Once a thread has finished waiting for something, say I/O, it can be thought of as runnable. Threads that are runnable will be scheduled for execution at some point soon. Whether this is implemented as a simple queue or something more sophisticated is, again, OS- and hardware-specific. You can think of the set of blocked threads as a set rather than as a strictly ordered queue.
Note that on a single-processor system, asynchronous programs as defined here are equivalent to threaded programs.
see http://en.wikipedia.org/wiki/Thread_(computing)#I.2FO_and_scheduling
However, the use of blocking system calls in user threads (as opposed to kernel threads) or fibers can be problematic. If a user thread or a fiber performs a system call that blocks, the other user threads and fibers in the process are unable to run until the system call returns. A typical example of this problem is when performing I/O: most programs are written to perform I/O synchronously. When an I/O operation is initiated, a system call is made, and does not return until the I/O operation has been completed. In the intervening period, the entire process is "blocked" by the kernel and cannot run, which starves other user threads and fibers in the same process from executing.

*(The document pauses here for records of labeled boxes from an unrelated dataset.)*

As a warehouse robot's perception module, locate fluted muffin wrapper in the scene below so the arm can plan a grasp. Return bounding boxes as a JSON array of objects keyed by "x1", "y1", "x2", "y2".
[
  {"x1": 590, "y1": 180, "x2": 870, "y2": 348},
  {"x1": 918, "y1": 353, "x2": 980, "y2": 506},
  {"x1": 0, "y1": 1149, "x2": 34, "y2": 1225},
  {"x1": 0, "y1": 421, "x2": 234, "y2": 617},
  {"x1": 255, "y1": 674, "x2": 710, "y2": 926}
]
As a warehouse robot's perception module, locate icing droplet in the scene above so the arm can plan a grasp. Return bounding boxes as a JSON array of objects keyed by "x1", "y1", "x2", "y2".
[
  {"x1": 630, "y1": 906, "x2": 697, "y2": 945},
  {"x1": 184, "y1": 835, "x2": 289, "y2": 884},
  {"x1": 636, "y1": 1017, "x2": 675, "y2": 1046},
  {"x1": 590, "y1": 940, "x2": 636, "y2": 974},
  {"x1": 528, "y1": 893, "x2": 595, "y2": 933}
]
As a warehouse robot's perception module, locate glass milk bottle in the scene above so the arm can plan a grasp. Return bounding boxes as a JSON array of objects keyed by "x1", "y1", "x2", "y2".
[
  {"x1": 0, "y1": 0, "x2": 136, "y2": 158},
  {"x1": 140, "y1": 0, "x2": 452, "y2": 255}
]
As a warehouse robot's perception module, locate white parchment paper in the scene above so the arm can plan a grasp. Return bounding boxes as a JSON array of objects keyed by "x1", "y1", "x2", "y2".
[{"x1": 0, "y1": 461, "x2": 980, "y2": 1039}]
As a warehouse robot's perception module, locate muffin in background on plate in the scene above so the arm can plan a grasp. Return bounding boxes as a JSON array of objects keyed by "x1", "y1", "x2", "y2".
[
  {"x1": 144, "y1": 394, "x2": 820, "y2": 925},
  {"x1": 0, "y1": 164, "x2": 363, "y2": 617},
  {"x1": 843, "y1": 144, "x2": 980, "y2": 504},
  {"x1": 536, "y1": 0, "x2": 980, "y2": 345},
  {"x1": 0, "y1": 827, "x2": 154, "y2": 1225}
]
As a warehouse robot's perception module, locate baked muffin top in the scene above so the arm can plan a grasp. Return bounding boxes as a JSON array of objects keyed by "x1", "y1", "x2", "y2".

According to this, your whole process might be blocked, and no thread will be scheduled when one thread is blocked in IO. I think this is os-specific, and will not always be hold.
To be fair, let's point out the benefit of Threads under CPython GIL compared to async approach:
it's easier first to write typical code that has one flow of events (no parallel execution) and then to run multiple copies of it in separate threads: it will keep each copy responsive, while the benefit of executing all I/O operations in parallel will be achieved automatically;
many time-proven libraries are sync and therefore easy to be included in the threaded version, and not in async one;
some sync libraries actually let GIL go at C level that allows parallel execution for tasks beyond I/O-bound ones: e.g. NumPy;
it's harder to write async code in general: the inclusion of a heavy CPU-bound section will make concurrent tasks not responsive, or one may forget to await the result and finish execution earlier.
So if there are no immediate plans to scale your services beyond ~100 concurrent connections it may be easier to start with a threaded version and then rewrite it... using some other more performant language like Go.
Async I/O means there is already a thread in the driver that does the job, so you are duplicating functionality and incurring some overhead. On the other hand, often it is not documented how exactly the driver thread behaves, and in complex scenarios, when you want to control timeout/cancellation/start/stop behaviour, synchronization with other threads, it makes sense to implement your own thread. It is also sometimes easier to reason in sync terms.